StarRocks
StarRocks is a high-performance data warehouse designed for real-time analytics. It features a vectorized execution engine and an MPP architecture, supporting high concurrency, multidimensional analysis, and real-time data updates. Tapdata supports using StarRocks as a target in data pipelines to enable real-time data ingestion and analytics acceleration at scale.
Supported Versions & Architecture
StarRocks 3.x (no restrictions on deployment architecture)
Supported Data Types
Category | Data Types |
---|---|
String | CHAR, VARCHAR, STRING, TEXT |
Boolean | BOOLEAN |
Integer | TINYINT, SMALLINT, INT, BIGINT, LARGEINT |
Numeric | DECIMAL, DECIMALV3, FLOAT, DOUBLE |
Date/Time | DATE, DATEV2, DATETIME, DATETIMEV2 |
Aggregation | HLL, BITMAP |
Supported Sync Operations
DML: INSERT, UPDATE, DELETE
Notes
Tapdata writes to StarRocks using Stream Load. Since supported operations vary by table type (e.g., detail tables support inserts only, but not updates or deletes), see Table Types Overview for more information.

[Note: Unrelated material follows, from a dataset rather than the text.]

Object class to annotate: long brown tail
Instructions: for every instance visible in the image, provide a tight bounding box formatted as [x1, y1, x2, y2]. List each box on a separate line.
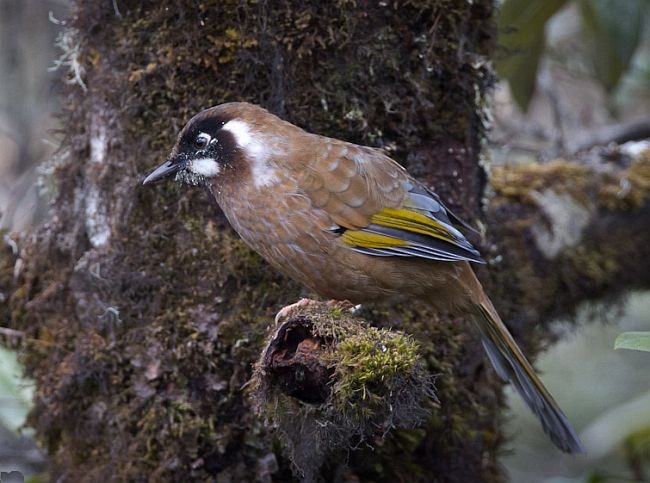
[470, 269, 585, 453]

tipPartitioned tables are not created automatically. You must manually define partition keys, buckets, and sort keys before syncing if needed.
Avoid frequent transactional operations (e.g., frequent updates/deletes) when using StarRocks as the target, as they may degrade performance.
For better performance in batch inserts, it’s recommended to configure the batch size between 10,000 and 100,000 records depending on individual record size. Avoid overly large batches to prevent OOM issues.
Large-scale data loading is best performed during off-peak hours to minimize I/O contention and avoid affecting query performance.
Prerequisites
Log in to the StarRocks database and run the following command to create a user account for data sync/development tasks:
CREATE USER 'username'@'host' IDENTIFIED BY 'password';
- username: User name
- password: Password (For other authentication methods like LDAP, see CREATE USER)
- host: The allowed login host for the user; use
%
to allow all hosts
Example:
CREATE USER 'tapdata'@'%' IDENTIFIED BY 'Tap@123456';
Grant permissions to the created user account. You may also apply fine-grained access control based on your needs.
- Grant access to a specific database
- Grant access to a all databases
-- Replace with your actual database name and username
GRANT ALL ON DATABASE your_db_name TO USER your_username;
GRANT ALL ON ALL TABLES IN DATABASE database_name TO USER your_username;
-- Replace with your actual username
GRANT ALL ON ALL DATABASES TO USER your_username;
GRANT ALL ON ALL TABLES IN ALL DATABASES TO USER your_username;
Connect to StarRocks
In the left navigation bar, click Connections.
Click Create on the right side of the page.
In the dialog box, search for and select StarRocks.
Fill in the connection details as described below:
- Basic Settings
- Name: Enter a meaningful and unique name.
- Type: Only supported as a target database.
- DB Address: The StarRocks connection address.
- Port: The StarRocks query service port. The default port is 9030.
- Enable HTTPS: Choose whether to enable the HTTPS connection without certificates.
- HTTP/HTTPS Address: The HTTP/HTTPS protocol access address for the FE service, including address and port information, e.g.,
http://192.168.1.18:8030
. - DB Name: Each connection corresponds to one database. To connect multiple databases, create separate connections.
- User and Password: Enter the database username and password, respectively.
- Number of BE Nodes: Tapdata will try to auto-detect the number of BE nodes (requires admin privileges). If privileges are insufficient, enter the number manually.
- Advanced Settings
- StarRocks Catalog: StarRocks catalog name (optional if using default). See Catalog Overview for details.
- Additional Parameters: Optional JDBC parameters
- Timezone for Time Fields: Defaults to UTC (offset 0). Affects fields like
DATETIME
andDATETIMEV2
(non-timezone-aware). Fields likeDATE
orDATEV2
are not affected. - Agent Settings: Defaults to Auto Assignment, but can be specified manually
- Model Refresh Frequency: For fewer than 10,000 models, refreshes every hour. For more than 10,000, refresh occurs daily at a specified time.
- Enable Heartbeat Table: If StarRocks is used as source or target, this toggle enables Tapdata to create a
_tapdata_heartbeat_table
that updates every 10 seconds (requires appropriate permissions). The heartbeat task starts automatically after replication or development tasks begin. You can view the heartbeat task in the data source settings.
- Basic Settings
Click Test at the bottom of the page. Once it passes, click Save.